Работорговец проснулся чуть свет и тут же отправился проведать свой живой товар. Настала теперь его очередь растерянно озираться по сторонам.
— Куда она девалась? — спросил он Тома.
Том, давно убедившийся, что в таких случаях лучше молчать, решил не делиться с работорговцем своими подозрениями.
— Не могла же она сойти ночью на берег! Я на каждой остановке просыпался и сам за ней следил. В таких делах ни на кого нельзя полагаться.
Это признание было обращено к Тому, как будто оно могло заинтересовать его. Но Том молчал.
Работорговец обшарил пароход от носа до кормы, искал между ящиками, тюками, бочками, заглянул даже в машинное отделение — все напрасно.
— Слушай, Том, не таись, — сказал он, оставив наконец свои бесплодные поиски, — ты все знаешь. Нечего отнекиваться, меня не проведешь. Я же смотрел и в десять часов, и в полночь, и между часом и двумя — она была здесь, вот на этом самом месте. А в четыре ее и след простыл! Ты же рядом лежал, значит все видел. Ну, не отпирайся!

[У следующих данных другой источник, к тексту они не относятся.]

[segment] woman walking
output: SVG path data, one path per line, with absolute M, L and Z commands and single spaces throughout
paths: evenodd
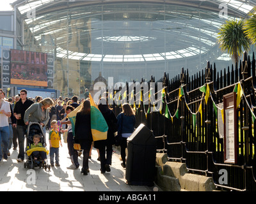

— Вот что я вам доложу, хозяин, — ответил Том. — Под утро я услышал сквозь сон, будто мимо меня кто-то проскользнул. А потом вода сильно всплеснула. Тут я проснулся, гляжу — женщины нет. Вот и все, больше я ничего не знаю.
Услышав это, работорговец не пришел в ужас и даже не удивился, ибо, как мы уже говорили, он был человек привычный, не чета нам. Грозное присутствие смерти и то не заставило его содрогнуться. По роду своего почтенного ремесла он не раз сталкивался со смертью и был с ней на короткой ноге, хоть и считал, что эта злая старуха сплошь и рядом портит ему всю коммерцию. Так и теперь — ничего другого от него не услышали, кроме проклятий по адресу негритянки и жалоб на свою незадачливость: «Так, пожалуй, за всю поездку ни цента не заработаешь!»
Короче говоря, он считал себя несправедливо обиженным судьбой, но помочь горю не мог, ибо женщина ушла от него в такой штат, который никогда не выдает беглецов, даже по требованию нашего великого государства. Крайне раздосадованный, он вынул из кармана записную книжку и внес погибшую душу и тело под рубрику «Убытки».
— Какое страшное существо этот работорговец — грубый, бесчувственный! Нет, он просто ужасен!
— Ах, что вы! Кто же с такими людьми считается? Они достойны только презрения. Разве вам приходилось видеть, чтобы работорговцев принимали в хорошем обществе?